There has been increasing discussion about a potential wave of mergers and acquisitions among mid-stage AI companies. What signals are you seeing that suggest consolidation could accelerate in the next couple of years?
The clearest signal is valuation compression meeting cash pressure simultaneously. A lot of mid-stage AI companies raised at 2021-2023 peak multiples and are now facing down-round territory if they go back to market, which makes a strategic acquisition suddenly more palatable than a humiliating re-price. On the acquirer side, the hyperscalers and large platform companies have spent the last two years integrating AI capabilities and are now realizing that building everything in-house is slower than buying differentiated distribution or proprietary data assets.
The second signal is the talent and data moat dynamic: as foundation model commoditization accelerates, the defensible value increasingly sits in proprietary training data and go-to-market rather than model architecture itself, which is exactly what acqui-hires and strategic roll-ups capture efficiently.
Finally, the regulatory environment is quietly becoming more permissive; the current US administration has signaled a lighter antitrust posture, which removes barriers for large-cap strategics who were previously cautious about deal scrutiny. Put it together and you have motivated sellers, motivated buyers, and a clearer regulatory runway: that combination historically precedes an M&A wave.
AI startups can reach early traction quickly, sometimes hitting their first million in revenue faster than previous generations of SaaS companies. But scaling beyond that seems to be where many struggle. What separates the companies that break through from those that stall?

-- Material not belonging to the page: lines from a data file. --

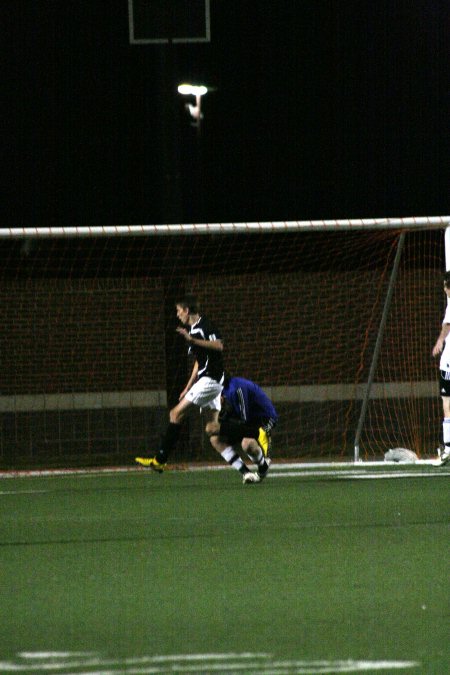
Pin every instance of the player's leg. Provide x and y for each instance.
(223, 437)
(170, 438)
(445, 454)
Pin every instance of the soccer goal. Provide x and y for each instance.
(334, 319)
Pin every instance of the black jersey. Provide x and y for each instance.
(210, 362)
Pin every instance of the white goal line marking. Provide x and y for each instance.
(221, 662)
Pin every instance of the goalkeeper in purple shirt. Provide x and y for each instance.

The dividing line between AI founders hitting revenue ceilings and the founders that repeatedly smash through milestones is go-to-market velocity. Shipping features and products guided by a user community feedback loop. Not thinking twice about global growth. Making the right sales hires. Bulletproof distribution channels. These are crucial tenets of go-to-market velocity that set AI startups apart from the pack.
Looking ahead three to five years, what types of AI startups are you most excited to back right now, and which categories do you believe are already becoming crowded or vulnerable?
I’m feeling excited about possibilities for AI to disrupt healthcare and pharmaceuticals (full of complex and highly regulated workflows that can be disrupted), industrials (where technology disruption in general still has miles to run) and financials (particularly compliance and accounting/ERP).
The market for high-level, SMB-facing AI products is saturated and an area of startup vulnerability. It’s the same case for any AI startup with a product that can be easily replicated. Technology moats aren’t dependable anymore.